Attorney General Bird claims that Massachusetts Question #3 would impose severe costs on Iowa pork producers. This contention is questioned given that there is adequate pork available derived from sows held in group housing.  The second claim that prices would escalate is more valid given post Proposition #12 prices for pork products in California.

 

The appeal will be based on the reality that Massachusetts Question #3 contravenes the Import-Export Clause prohibiting states from restricting interstate transport.  The plaintiffs will invoke the Dormant Commerce Clause that vests authority to regulate interstate commerce in the federal government.

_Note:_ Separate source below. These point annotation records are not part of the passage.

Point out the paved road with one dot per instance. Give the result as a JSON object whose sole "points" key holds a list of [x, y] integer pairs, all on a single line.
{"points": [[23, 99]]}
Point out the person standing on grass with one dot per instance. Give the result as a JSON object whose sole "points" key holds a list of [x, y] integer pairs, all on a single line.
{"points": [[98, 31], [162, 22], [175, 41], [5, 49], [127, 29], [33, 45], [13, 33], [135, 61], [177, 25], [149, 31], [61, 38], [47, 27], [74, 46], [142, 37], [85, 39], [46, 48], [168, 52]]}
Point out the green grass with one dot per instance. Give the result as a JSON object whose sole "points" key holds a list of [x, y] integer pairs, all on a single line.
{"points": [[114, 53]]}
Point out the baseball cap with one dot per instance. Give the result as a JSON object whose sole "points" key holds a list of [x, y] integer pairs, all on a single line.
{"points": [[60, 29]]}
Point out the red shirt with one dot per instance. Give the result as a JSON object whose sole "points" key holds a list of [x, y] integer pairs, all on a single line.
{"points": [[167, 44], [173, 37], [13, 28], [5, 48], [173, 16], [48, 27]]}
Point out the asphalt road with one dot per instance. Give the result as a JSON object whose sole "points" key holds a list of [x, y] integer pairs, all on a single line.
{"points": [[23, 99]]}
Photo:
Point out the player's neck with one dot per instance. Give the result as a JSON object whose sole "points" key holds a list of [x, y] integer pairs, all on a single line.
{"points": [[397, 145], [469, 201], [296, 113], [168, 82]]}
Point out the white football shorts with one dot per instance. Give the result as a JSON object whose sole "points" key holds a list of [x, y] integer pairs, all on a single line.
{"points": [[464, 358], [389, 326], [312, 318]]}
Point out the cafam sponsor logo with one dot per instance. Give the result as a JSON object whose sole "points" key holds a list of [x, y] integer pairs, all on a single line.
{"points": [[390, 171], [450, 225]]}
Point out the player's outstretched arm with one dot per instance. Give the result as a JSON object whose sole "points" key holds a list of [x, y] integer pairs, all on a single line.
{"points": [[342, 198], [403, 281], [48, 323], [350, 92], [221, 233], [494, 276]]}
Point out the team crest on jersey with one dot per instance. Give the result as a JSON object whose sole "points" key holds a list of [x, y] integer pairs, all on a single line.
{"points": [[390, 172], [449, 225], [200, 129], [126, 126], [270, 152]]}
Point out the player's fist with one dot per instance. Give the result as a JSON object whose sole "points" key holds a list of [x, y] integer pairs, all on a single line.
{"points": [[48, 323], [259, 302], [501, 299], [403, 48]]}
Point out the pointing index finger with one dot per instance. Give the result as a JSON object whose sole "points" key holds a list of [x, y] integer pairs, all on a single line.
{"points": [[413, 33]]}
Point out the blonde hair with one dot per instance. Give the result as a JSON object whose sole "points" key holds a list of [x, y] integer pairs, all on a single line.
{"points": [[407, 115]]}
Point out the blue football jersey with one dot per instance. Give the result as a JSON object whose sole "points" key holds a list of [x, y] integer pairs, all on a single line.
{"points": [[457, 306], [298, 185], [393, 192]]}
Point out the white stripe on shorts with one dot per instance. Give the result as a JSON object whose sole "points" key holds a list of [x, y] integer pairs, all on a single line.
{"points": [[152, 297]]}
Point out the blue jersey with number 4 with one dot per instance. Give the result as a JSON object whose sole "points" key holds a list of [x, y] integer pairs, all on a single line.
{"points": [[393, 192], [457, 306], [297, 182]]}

This claim was rejected by the Supreme Court with respect to Proposition #12. The third component of the appeal will be recognition of the Full Faith and Credit Clause that was upheld by SCOTUS in considering the Proposition #12 appeal.

 


 

Commentary


USDA to Support Organic Milk Producers

In a September 26th announcement, the USDA will make available $58 million in marketing assistance to organic dairy producers through the Organic Dairy Marketing Assistance Program.  According to Zach Ducheneaux, Administrator of the Farm Service Agency “The program is designed to help organic dairies respond to challenges outside their control.”  He added, “Through this proactive engagement, we identified the need for and are pleased to offer increased payment rates and an adjusted production level for eligible cost-share assistance.”  The Marketing Assistance Program will incorporate a 57 percent increase in the payment rate to $1.68 per hundredweight and the limit level will be increased from five million pounds of milk to nine million pounds, extending assistance to more farmers.

 

While it is evident that organic dairy farmers and especially small family-operated units are impacted by consumer resistance to pay a high premium for the organic seal it is questioned whether public funds should be allocated to support a segment of the industry that is obviously unprofitable and will remain so.  There is no support program for either organic eggs or poultry with these segments of the agricultural industry subject to the vagaries of supply and demand and consumers’ willingness to pay. 

 

Why does the USDA support nonviable enterprises and attempt to restructure food production?  It is understood that a number of organic dairy operations have converted to conventional milk given the high cost of non-GM feed, and other onerous regulations that have little or no impact on the quality or nutrient composition of their products.